Looking over his Abbotsford field mid-February, Masa Shiroki is undaunted. No, he didn’t get jizake (locally made sake wine) from his first attempt to produce a fully home-grown Canadian batch in 2011-2012. But he smiles broadly and says, “We’ve got enough seed for years.”
That is significant when bureaucrats grant “Made in Canada” dispensations for wine labels.
Using sake-grade rice imported from Japan and 100% local water, the artisan sake maker has been producing his Osake brand wines since 2007 from his Granville Island winery.

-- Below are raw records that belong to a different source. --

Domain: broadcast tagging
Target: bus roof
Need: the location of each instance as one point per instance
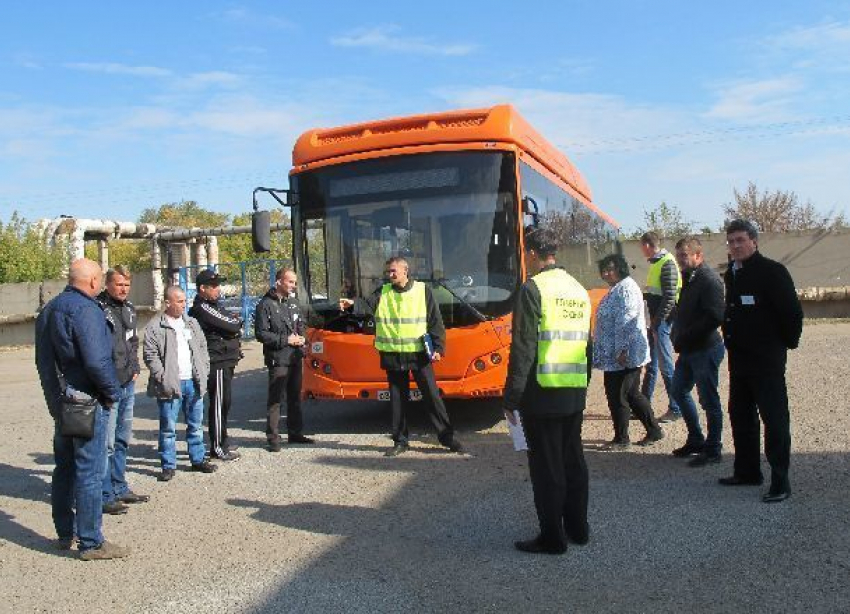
(501, 123)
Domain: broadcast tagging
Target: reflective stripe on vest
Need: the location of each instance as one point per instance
(563, 330)
(401, 319)
(653, 277)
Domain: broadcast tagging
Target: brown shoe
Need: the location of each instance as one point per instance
(104, 552)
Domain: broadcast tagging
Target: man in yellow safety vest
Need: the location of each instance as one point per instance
(547, 380)
(663, 284)
(405, 312)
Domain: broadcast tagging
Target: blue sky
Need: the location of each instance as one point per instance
(110, 108)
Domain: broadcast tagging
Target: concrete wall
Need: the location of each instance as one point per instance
(20, 303)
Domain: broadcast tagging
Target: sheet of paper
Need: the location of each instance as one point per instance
(517, 434)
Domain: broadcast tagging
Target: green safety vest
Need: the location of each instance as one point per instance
(563, 330)
(653, 277)
(401, 319)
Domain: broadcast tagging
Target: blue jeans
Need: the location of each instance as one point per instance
(192, 404)
(660, 359)
(76, 484)
(118, 434)
(700, 369)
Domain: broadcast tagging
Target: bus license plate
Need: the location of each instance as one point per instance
(384, 395)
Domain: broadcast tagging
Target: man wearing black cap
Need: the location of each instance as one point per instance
(223, 333)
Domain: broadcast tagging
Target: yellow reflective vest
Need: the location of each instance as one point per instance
(653, 277)
(401, 319)
(563, 330)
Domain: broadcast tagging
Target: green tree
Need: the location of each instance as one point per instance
(666, 220)
(133, 253)
(24, 254)
(778, 211)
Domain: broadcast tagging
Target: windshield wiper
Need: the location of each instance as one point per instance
(481, 317)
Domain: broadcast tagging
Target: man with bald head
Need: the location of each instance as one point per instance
(74, 356)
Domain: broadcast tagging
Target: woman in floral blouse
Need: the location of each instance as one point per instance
(620, 349)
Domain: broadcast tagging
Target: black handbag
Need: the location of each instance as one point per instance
(76, 416)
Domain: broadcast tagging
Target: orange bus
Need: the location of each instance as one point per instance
(452, 193)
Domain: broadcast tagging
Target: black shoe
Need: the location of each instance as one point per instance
(399, 448)
(704, 458)
(115, 508)
(204, 467)
(131, 497)
(227, 456)
(775, 496)
(668, 417)
(578, 538)
(736, 481)
(535, 546)
(456, 447)
(687, 450)
(615, 446)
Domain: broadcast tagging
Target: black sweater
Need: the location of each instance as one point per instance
(222, 331)
(763, 317)
(121, 317)
(700, 311)
(522, 391)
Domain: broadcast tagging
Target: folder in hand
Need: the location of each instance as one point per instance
(428, 342)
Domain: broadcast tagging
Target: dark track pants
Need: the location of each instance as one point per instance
(219, 385)
(284, 389)
(558, 477)
(399, 382)
(760, 394)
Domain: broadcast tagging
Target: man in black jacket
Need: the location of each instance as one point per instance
(223, 333)
(414, 360)
(121, 318)
(551, 411)
(279, 326)
(763, 321)
(696, 338)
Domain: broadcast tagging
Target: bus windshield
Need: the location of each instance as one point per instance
(452, 216)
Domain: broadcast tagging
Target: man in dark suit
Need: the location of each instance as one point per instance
(763, 321)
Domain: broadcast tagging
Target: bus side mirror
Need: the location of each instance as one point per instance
(529, 208)
(261, 231)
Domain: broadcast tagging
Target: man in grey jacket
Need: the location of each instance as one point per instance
(175, 351)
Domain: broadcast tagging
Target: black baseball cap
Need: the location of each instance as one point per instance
(208, 277)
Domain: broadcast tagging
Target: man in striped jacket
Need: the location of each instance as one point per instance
(223, 333)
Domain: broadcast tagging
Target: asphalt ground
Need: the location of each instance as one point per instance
(336, 527)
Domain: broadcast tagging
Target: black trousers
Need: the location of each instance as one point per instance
(399, 383)
(219, 385)
(622, 390)
(559, 477)
(284, 389)
(760, 394)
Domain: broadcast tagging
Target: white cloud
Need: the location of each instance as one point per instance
(114, 68)
(759, 101)
(214, 78)
(383, 38)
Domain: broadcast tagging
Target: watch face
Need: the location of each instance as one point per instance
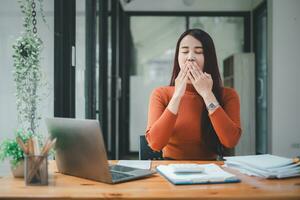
(211, 106)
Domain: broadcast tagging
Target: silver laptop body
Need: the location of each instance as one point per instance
(80, 151)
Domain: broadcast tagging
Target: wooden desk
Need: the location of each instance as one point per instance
(156, 187)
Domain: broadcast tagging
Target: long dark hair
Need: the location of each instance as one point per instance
(209, 136)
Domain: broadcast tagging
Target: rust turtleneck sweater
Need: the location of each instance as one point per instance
(179, 136)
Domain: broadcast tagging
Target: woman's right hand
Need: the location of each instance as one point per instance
(180, 86)
(181, 81)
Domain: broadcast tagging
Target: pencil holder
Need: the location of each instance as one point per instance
(36, 170)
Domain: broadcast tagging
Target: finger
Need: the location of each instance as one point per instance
(190, 76)
(195, 72)
(180, 73)
(207, 75)
(184, 72)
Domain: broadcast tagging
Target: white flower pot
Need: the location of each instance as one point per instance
(18, 172)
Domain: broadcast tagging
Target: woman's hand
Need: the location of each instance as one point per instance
(202, 82)
(180, 82)
(180, 86)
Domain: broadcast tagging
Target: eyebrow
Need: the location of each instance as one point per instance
(186, 47)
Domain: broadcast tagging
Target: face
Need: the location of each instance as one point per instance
(190, 50)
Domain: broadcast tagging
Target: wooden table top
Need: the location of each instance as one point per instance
(155, 187)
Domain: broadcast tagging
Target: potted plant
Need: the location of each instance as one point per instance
(28, 78)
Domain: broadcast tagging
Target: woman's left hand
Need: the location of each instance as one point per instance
(202, 82)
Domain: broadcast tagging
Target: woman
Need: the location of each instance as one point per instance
(195, 116)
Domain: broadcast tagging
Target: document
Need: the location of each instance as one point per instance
(265, 165)
(142, 164)
(211, 173)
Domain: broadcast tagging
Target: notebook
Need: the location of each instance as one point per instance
(265, 165)
(211, 173)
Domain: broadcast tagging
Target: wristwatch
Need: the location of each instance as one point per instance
(212, 106)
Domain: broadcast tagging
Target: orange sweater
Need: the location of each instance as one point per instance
(179, 136)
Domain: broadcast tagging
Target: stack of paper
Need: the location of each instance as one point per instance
(266, 165)
(211, 173)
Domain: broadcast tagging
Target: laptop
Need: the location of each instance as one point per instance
(80, 151)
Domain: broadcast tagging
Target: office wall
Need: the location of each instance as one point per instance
(284, 60)
(189, 5)
(10, 29)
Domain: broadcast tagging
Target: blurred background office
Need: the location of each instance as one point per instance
(103, 58)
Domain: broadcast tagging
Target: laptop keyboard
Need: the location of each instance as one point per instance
(116, 175)
(121, 168)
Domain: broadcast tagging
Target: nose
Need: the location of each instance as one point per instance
(191, 58)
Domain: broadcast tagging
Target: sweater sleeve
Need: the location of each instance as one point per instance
(160, 121)
(226, 119)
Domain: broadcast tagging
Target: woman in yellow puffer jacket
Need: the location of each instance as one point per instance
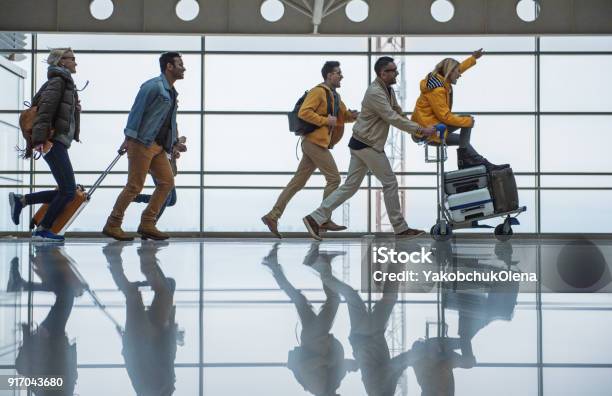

Naturally he is more than pleased that in the latest Vancouver Magazine Wine Awards his wines competed in the same category as grape wines in blind-tasting tests. Two placed in the top 100. He’s memorized and recites Chief Judge D. J. Kearny’s comments in the Wine Awards 2012 magazine available in B.C. liquor stores now: Its [sake’s] savoury complexity and vinous qualities can be deployed just like wine. That’s exactly what Shiroki has been saying all along.
Now as the growing season approaches, he’s optimistic that his dream to produce 100% Canadian jizake can come true on this field. Last year’s problems are not an issue. The field had to be levelled before seeding; however, due to extended rains, heavy equipment could not work the field until late May. Seeding occurred in early June, and the summer was abnormally cold. At harvest, too, the fields were too wet for the machinery and the threat of frost loomed.
For a marketing guy who knew little about farming, this field (and the test locations elsewhere) provided a speedy and tough education. However, Shiroki is a quick study. This morning a bucket excavator is taking pipes into the field to improve the drainage.
The skies are clouded but white with late winter sunlight. It seems he won’t need the rain jacket he’s worn. Maybe that’s an omen of things to come.